Winning is extremely important, but the committee should take into consideration closeness. In comparing Iowa with Illinois, John Groce’s athletes won every game they reasonably could have, based on the way the games progressed. They pulled four out of the fire with buzzer-beaters, and didn’t blow a late lead a single time.
(2) Iowa beat Illinois by eight and, in the second meeting, hammered Minnesota by 21. If they played on a neutral court tomorrow, oddsmakers would favor Iowa against both.

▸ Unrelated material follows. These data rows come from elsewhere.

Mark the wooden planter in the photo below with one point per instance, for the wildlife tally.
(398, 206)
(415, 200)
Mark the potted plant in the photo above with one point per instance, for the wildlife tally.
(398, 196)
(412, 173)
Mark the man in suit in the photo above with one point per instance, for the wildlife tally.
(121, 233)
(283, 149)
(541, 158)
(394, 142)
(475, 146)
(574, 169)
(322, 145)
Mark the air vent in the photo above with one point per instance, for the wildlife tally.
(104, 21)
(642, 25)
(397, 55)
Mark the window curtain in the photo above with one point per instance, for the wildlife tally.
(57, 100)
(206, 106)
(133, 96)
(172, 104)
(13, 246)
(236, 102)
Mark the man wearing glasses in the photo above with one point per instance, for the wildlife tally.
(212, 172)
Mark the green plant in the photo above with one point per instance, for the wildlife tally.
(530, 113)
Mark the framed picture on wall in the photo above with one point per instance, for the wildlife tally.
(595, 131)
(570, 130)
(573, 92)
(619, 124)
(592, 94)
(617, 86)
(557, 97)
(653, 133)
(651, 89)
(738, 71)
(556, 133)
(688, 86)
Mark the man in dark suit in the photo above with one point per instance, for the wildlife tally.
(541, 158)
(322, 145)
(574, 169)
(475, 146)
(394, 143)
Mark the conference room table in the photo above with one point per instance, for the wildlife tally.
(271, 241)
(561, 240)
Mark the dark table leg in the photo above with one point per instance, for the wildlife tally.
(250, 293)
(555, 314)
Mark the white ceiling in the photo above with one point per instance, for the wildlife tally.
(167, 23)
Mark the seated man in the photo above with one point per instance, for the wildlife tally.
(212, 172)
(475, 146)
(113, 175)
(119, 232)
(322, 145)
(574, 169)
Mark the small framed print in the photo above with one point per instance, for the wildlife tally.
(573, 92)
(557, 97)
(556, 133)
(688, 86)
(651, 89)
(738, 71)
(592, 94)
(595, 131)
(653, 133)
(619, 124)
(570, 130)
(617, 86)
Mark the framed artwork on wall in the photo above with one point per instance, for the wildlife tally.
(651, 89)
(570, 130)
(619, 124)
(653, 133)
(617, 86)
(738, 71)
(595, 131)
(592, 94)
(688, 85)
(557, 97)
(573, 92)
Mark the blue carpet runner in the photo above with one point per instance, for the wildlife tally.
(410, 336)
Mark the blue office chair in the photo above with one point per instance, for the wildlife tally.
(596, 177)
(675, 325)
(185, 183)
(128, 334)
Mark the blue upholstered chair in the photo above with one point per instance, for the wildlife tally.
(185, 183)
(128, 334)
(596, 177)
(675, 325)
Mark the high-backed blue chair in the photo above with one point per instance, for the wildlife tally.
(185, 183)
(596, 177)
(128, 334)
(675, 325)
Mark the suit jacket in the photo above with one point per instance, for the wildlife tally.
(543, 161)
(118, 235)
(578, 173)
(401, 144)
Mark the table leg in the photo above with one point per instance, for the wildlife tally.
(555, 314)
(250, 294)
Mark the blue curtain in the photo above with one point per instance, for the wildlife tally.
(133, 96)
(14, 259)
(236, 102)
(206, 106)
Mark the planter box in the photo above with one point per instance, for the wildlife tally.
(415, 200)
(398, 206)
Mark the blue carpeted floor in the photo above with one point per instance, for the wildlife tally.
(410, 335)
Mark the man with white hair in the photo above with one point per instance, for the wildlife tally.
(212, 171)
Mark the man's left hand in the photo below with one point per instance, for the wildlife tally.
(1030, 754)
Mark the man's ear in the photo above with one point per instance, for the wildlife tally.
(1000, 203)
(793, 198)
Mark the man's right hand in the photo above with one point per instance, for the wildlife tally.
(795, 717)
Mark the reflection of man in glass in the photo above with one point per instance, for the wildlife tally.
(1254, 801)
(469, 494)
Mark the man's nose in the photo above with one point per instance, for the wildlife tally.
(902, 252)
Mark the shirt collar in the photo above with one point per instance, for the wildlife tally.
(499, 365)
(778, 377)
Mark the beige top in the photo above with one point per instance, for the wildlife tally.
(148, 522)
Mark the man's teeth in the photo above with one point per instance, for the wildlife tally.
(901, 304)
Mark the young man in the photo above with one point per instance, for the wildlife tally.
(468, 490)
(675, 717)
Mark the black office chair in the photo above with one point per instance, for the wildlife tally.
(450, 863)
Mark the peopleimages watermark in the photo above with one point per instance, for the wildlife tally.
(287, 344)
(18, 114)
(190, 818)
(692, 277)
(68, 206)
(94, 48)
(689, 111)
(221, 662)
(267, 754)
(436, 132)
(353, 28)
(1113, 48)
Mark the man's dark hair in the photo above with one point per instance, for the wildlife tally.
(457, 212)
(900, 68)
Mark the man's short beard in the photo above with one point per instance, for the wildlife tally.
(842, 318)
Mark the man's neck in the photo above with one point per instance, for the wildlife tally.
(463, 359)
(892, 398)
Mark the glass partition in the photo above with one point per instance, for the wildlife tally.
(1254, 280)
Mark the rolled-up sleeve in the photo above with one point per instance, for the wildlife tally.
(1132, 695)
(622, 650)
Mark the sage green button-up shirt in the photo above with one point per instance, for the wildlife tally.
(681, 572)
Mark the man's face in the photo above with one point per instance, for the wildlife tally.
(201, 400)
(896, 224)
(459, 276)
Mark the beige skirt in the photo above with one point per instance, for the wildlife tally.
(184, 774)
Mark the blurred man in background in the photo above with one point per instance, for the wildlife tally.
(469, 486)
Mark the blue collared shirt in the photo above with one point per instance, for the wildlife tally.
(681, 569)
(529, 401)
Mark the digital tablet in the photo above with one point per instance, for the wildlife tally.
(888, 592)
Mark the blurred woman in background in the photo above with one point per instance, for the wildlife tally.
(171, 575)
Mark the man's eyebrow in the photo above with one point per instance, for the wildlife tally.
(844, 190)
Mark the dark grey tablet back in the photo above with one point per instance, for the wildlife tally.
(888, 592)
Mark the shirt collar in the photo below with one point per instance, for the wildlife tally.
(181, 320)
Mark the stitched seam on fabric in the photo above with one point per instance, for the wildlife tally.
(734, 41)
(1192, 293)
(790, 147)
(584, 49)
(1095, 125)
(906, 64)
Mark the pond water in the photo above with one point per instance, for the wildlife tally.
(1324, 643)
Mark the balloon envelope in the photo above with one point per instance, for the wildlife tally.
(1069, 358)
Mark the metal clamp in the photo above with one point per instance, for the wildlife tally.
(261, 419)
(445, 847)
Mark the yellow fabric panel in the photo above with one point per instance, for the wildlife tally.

My point is not that Illinois should be slighted by the committee. Today’s assignment was well earned. The Feb. 7 upset of Indiana ignited a 7-4 finish. My point is simply that the last 10 or 12 games should carry heavy weight and, while Illini wins against Gonzaga, Butler, USC, Georgia Tech and Auburn are good for the resume, they don’t tell much about how the team is playing in March. And it’s March that counts.
Notes from Chicago
— Thomas has asked the Big Ten not to schedule the Illini-Washington football game at 11 a.m. at Soldier Field on Sept. 14. Nor does the Illini AD favor 11 o’clock games at home (TV rules) because “our attendance is dependent, in part, on people coming a distance ... although I understand when you’re winning, people come up with fewer excuses.”
— The BTN is partially owned by Fox, so don’t underestimate the ability to sell cable networks in the populous New York-New Jersey and D.C. areas when Rutgers and Maryland come aboard. Let’s hear it for bundling.
— Watch carefully the ACC suit against Maryland seeking the full $50 million buyout. If it is reduced, it’ll be open season by the Big Ten and SEC for other conference members like North Carolina, Virginia and Georgia Tech. Geography is no longer important, even if it has replaced balance of power in the Big Ten’s new divisional realignment (to be announced this summer).